- Battle of Talandongo: Part of Colonization of Angola
| Date | February 2, 1583 |
| Location | Near Cambambe, Angola |
| Result | Portuguese victory |

Belligerents
- Kingdom of Portugal: Kingdom of Ndongo

Commanders and leaders
- Paulo Dias de Novais Baltasar Barreira D. Paulo (previously known as Songa): Ngola

Strength
- 150 soldiers: 1,200 soldiers

Casualties and losses
- 7 killed: Unknown

= Battle of Talandongo =

The Battle of Talandongo was a military conflict between the Kingdom of Portugal and the Kingdom of Ndongo.

==Background==
Father Baltasar Barreira, who was in Luanda at the beginning of 1582, found himself once again near Cambambe by January 3, 1583, alongside Governor Paulo Dias de Novais, after having abandoned the camp at Mocumba. It seems he had been accompanying the governor for some time, as he mentions several important local chiefs who had embraced Christianity, resulting in about a thousand baptisms since Songa's baptism. Among the notable chiefs baptized was Quicunguela, now D. Luis, in whose lands the governor was housed. Father Barreira did not hide the strategic purpose behind these baptisms:
A conversão destas pessoas poderosas na terra dá mui grande animo aos Portugueses, e os assegura muito, porque delles recebe os avisos necessarios, e são acopanhados nas guerras, e ajudados co muy grande fidelidade, sẽ o qual não será possivel conservarse esta conquista e augmetar o conquistado, como se poderá coligir do que logo direy.

==Battle==
After departing from Mocumba, the governor advanced to "Nova Gaza," near the Ngola capital. As the Portuguese approached Cambambe, they fired two shots. The Ngola king, fearing what might happen, fled with his men. The Portuguese mistakenly believed this was a retreat out of fear, but it was actually a strategic move to assemble an army of 1,200 men to confront them. The local chiefs allied with the Portuguese hesitated to fight, except for D. Paulo, who remained loyal.

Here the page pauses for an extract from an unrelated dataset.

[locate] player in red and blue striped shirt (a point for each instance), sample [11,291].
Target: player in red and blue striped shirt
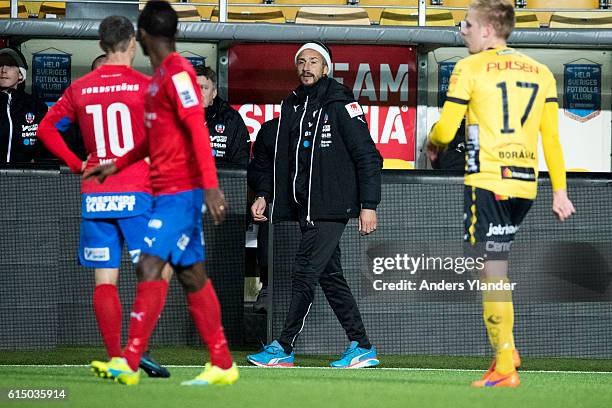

The battle took place on February 2, 1583. With fewer than 150 Portuguese soldiers and a group of African allies, the Portuguese managed to defeat the larger Ngola force in under two hours. This victory was considered miraculous, attributed in part to Father Barreira's spiritual leadership, as he was viewed as a “Moses Intercessor.” The battle was seen as a holy war. Seven Portuguese soldiers died when Barreira stopped praying, which some blamed on him for the losses.

==Aftermath==
Later the governor recognized Barreira's role in the victory and rewarded him with land. The governor wrote to the King of Portugal to confirm these donations, aiming to establish a region populated by white settlers that would generate sufficient revenue for three colleges. However, he strategically abandoned Nova Gaza and retreated to a naturally fortified location about half a journey from Cambambe: Massangano, known as the Vila da Vitória.